2017年1月17~19日、ドイツ・ベルリン(Ver.di本部)において、UNIグローバルIT組織化会議が開催された。UNI欧州加盟組織を中心に、33カ国、52組織、120人余が参加した。日本からは情報労連の木村国際担当部長が参加した。①大手多国籍企業対策、②クラウドワーカーの組織化について状況確認と情報共有し、今後の取組みについて確認した。

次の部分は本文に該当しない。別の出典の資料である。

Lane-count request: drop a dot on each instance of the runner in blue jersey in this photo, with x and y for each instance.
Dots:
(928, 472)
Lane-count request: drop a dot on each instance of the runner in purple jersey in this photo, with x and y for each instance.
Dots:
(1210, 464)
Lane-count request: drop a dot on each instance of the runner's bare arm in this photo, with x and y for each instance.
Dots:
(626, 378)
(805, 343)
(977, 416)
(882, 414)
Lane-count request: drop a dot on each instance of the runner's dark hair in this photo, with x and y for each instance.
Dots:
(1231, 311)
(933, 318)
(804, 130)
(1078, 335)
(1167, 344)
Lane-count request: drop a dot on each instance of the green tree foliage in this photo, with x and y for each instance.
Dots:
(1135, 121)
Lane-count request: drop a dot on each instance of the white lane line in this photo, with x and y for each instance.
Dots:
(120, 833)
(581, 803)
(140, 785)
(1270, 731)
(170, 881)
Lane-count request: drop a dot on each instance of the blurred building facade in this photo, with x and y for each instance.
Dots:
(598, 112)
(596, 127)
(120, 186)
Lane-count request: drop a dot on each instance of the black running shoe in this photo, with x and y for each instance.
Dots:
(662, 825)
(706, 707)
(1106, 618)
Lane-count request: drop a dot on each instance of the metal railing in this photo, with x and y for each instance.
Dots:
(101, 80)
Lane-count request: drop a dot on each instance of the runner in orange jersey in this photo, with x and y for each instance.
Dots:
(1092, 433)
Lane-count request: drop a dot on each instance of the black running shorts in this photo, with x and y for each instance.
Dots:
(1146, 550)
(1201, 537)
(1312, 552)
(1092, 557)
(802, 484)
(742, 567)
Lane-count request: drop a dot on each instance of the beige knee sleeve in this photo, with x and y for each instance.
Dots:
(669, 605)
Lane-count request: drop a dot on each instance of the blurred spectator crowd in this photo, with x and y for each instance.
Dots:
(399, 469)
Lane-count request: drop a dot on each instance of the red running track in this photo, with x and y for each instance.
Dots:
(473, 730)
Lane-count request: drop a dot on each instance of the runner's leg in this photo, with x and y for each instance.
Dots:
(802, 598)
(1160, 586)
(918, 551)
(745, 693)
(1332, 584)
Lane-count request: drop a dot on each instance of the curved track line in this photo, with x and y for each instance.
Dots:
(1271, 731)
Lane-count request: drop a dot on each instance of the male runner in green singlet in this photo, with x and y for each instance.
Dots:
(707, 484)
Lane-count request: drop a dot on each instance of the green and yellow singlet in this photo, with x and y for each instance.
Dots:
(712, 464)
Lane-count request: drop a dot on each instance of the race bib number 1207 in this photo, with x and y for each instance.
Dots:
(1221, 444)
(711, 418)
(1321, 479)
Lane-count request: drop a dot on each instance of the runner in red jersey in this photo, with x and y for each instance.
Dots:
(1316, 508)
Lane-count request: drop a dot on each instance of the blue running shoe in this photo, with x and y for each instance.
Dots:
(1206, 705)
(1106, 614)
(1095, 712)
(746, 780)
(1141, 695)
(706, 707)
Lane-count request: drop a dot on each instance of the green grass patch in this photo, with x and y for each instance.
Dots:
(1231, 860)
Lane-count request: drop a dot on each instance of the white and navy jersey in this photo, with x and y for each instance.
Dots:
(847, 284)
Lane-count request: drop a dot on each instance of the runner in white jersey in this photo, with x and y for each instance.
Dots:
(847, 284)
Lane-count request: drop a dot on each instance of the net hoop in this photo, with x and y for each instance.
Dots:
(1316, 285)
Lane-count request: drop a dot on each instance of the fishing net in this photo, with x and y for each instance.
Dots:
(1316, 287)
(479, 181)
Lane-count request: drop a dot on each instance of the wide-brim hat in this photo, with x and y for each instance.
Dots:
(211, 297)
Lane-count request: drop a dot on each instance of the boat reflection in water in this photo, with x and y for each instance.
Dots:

開会の挨拶を行ったクリスティ・ホフマン副書記長は、新たな労働の世界における組織化の問題について課題提起し、労働組合としての取組みの重要性を述べた。また「幼い頃からデジタル機器を使いこなしてきたミレニアル世代が労働組合に関心がないというのは思い込みである。こうした若い労働者にも関心を持ってもらえる組合へと進化を遂げなければならない。労働運動という1つの傘の下にさまざまなスタイルがあっても良い」と述べ、労働組合自身の変革の必要性を訴えた。
大手多国籍IT企業対策
IT市場の動向と組織化状況について共有した。IT企業は主に3つの形態に分類された。①ハードウェアからソフトウェア会社へと事業転換している企業(IBM、HP、富士通等)②コンサルティング会社からIT企業へと事業拡大している企業(アクセンチュア等)③従来よりソフトウェア中心に事業を行っている企業(マイクロソフト、オラクル、SAP、CSC等)
OECDは、世界のGDPに占めるIT産業の割合は今日6%程度だが、2020年には25%まで上昇すると予測している。ビッグデータ、IoT、クラウドコンピューティング等の増加が要因である。
UNIはIBM、HP、CGI、アトスにおける取組みに引き続き傾注し、特にIBMについてはインダストリーオールと連携して実施しているIBMグローバル労組アライアンスをさらに充実させていくことを確認した。
ITクラウドワーカーの組織化
オンライン上で仕事を請け負うクラウドワーカーが世界中で急増しているが、労働組合の対応が遅れている実態を全体で課題として認識した。UNI欧州地域組織が昨年実施した調査によると、欧州全体で労働者の8人に1人がクラウドワーカーであると報告されている。また、若い世代のクラウドワーカーが多いことが明らかになっており、全クラウドワーカーのうち、スウェーデンで57%、英国で50%、オランダで42%、オーストリアで47%、ドイツで50%が35歳以下との結果であった。クラウドワーカーのメリットは「自由に働ける」、「融通がきく」、デメリットは「収入が不安定」、「将来の保障がない」と考えられている。
クラウドワーカー組織化のための取組み事例が紹介された。ドイツVer.diは、特定の企業に属さない自営労働者のための「メディアフォン」というオンラインサイトを運営している。メールで相談を受け付けて、電話で回答する方式である。スウェーデンのユニオネンは、テレビ広告やインターネットによる自営労働者向けの勧誘活動を積極的に行い、この5年間で12万人の新規組合員獲得に成功、多くのクラウドワーカーも含まれている。米国では自営労働者のための「フリーランサーズユニオン」という組織があり、寄付金を活動の財源とし、自営労働者のための医療保険プログラム等を実施している。
最後に、今後、ますます増加するであろうIT労働者の組織化の取組みが必要であること、そのためのネットワークを強化していくことを確認した。当面、UNI世界ICTS部会の全ての活動でIT労働者の組織化について議論を行い、地域別、企業別の活動計画を策定していくこととした。UNI世界ICTS部会委員会(6月、クロアチア)、UNI Apro ICTS部会大会(8月、マレーシア)でも議論が行われる。